Posted tagged ‘About Place Journal’

Friday Feature ~ “Open Country: an allegory”

February 17, 2023

“Open Country” is one of my stories that I can directly attribute to having a little bit of forest on the edge of the Missouri Ozarks. It appeared in Volume II, Issue I of About Place Journal, in May of 2013. This was their “Trees” themed issue. It was my 17th published short story, and I felt I was really on my way.

Clearing cedars is something I do a lot of at my little cabin. The problem with them is that with their oily needles, they can burn hot and transfer a ground fire into the tree tops, which is something I don’t want around my cabin. So whenever I take myself into the forest, I also take a pair of loppers to liberate any small cedars I find from their earthly toil. It’s an endless task, and if I clear one area this year, it will have new cedars growing in it next year. But everyone needs a hobby, right?

I call it an allegory, and I don’t think it’s too hard to see what the cedars in the story can represent to an insightful reader. In just three years, current events showed that the main character’s aversions were commonplace and running rampant throughout the population.

About Place Journal is a publication of The Black Earth Institute, which is an effort by artists and scholars to create a more ethical world.

Friday Feature ~ Open Country: an allegory

October 21, 2022

This story appeared in the May 2013 issue of the online magazine About Place Journal. Here is a link to the story.

This story is about as close as I’ve ever come to making a political statement with my fiction. The allegory the title refers to is pretty obvious when you read the story. A man with a cabin in the forest wants to be surrounded by only white oaks. The red and black oaks can go find someplace else to grow. But most of all he hates the cedars, which are swarming into his woods, unchecked, and rapidly reproducing. It’s not the forest he remembers from his youth, and he’s cranky about that.

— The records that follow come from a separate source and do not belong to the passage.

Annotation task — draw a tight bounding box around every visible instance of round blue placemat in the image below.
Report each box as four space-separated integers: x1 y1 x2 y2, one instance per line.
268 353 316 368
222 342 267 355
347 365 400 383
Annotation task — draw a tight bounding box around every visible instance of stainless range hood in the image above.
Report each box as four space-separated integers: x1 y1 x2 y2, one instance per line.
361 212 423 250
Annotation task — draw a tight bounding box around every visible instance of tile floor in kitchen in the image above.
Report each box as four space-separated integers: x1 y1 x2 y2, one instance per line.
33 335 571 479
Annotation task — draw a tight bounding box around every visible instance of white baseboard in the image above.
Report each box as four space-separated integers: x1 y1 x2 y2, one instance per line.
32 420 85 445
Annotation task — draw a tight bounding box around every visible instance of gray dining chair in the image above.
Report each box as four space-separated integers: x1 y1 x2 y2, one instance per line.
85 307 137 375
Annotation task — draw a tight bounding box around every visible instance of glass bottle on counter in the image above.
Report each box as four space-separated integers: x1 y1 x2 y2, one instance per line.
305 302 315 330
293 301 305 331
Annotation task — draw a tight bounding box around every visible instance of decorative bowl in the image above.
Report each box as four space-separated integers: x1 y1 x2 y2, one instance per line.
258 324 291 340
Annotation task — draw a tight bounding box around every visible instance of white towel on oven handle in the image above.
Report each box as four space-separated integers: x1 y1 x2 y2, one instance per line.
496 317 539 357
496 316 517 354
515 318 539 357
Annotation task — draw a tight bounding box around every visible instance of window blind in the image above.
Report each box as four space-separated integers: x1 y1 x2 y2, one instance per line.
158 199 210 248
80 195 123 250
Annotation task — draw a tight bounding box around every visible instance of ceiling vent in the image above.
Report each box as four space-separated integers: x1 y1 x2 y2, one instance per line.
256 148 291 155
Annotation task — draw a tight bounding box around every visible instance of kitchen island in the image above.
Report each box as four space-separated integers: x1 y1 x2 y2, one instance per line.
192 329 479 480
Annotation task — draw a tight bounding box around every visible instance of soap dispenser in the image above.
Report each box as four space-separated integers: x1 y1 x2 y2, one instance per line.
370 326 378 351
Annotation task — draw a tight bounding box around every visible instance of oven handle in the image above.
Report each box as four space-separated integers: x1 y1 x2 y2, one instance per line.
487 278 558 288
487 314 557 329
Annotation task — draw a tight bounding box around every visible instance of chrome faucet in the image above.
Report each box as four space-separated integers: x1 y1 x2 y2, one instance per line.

It’s set in a forest much like the one of One-Match Fire, but it’s not part of that universe. I always thought I would have another story suited for About Place Journal, but so far it hasn’t come to me.

“Open Country: an allegory” is now published

May 7, 2013

This is another of my stories that snuck into publication sooner than I expected. “Open Country: an allegory” popped up yesterday at About Place Journal. They had told me that they would send me an official email with all kinds of legalese in it before the story appeared. But they didn’t, and it did.

So take your fine self over there if you’re so inclined and give the story a read. Then let me know what you think.

“Open Country: an allegory”

April 15, 2013

So I spent Sunday at my cabin in the Ozark woods. My wife and I planted forty trees (most will die, alas), I threw a lot of rocks in a hole that is threatening to wash out my spillway, I cleaned the flotsam from my dam overflow drain, I fed the birds, I discovered that a goose is now nesting on small island in my pond (nice!), I spent some precious time in a comfy chair on a shady porch overlooking a sparkling lake, and I liberated a few cedars from their earthly toil.

Then I came home and found an email waiting for me from About Place Journal. They said that they love my submission of “Open Country: an allegory” and intend to publish it in their next issue. Nice way to end a weekend, but I immediately re-read my story because I’m always surprised when someone actually likes my stuff.

A lot of people worry that a writer will use them as a character in their stories. In this case, I worry that people will think the character in my story is me. True, there are many parallels. My character has a small cabin in the Ozark forest, and I have a small cabin in the Ozark forest. My character likes to drink too much beer around a campfire and get talkative. I like to drink too much beer around a campfire and get talkative. My character worries about forest fires burning down his precious cabin. I worry about forest fires burning down my precious cabin. My character cuts down cedar trees to help prevent fires from spreading. I cut down cedar trees to prevent fires from spreading.

But the subtitle of my story is “an allegory” and it’s pretty blatantly the case. I think from the opening line even the dullest reader can figure out what I’m doing. I had fun writing this in part because I had very clear direction from my theme and in part because I could draw so much experience from my own life. But I am not this man. What the allegory is standing in place of is not a value I hold. Yet I found it so perfect for my nefarious purpose and so tangible in my experience that I had to go with it. (When the piece goes online I’ll post a link and you can see if this paragraph makes any sense at all.)

I’ve flirted with this idea for a long time, and I had even considered it as background for one of the characters in my Fathers and Sons stories, but I dropped that idea early on. I wouldn’t want to write a sustained character who is like this guy. The story itself, once I started the actual work on it, came together quickly (unlike many of my stories that can take years to “finish”). It relies a great deal on dialog, which I don’t consider to be one of my strengths (assuming I have any strengths, of course). But I must have done something right because the editors liked it.

I had submitted my story to this magazine because they had made a call for stories about trees, (thank you Duotrope’s Digest) and as the allegory, cedar trees are central to the story. I figured my nefarious purpose would quickly disqualify the story, and I was already looking around for other possible markets for it (dealing in social justice). In fact, I was about ready to start resubmitting it around, but my busy weekend got in the way. And then the email arrived.

So I’m doing cartwheels down the hallways of my mind right now. Thanks for your understanding.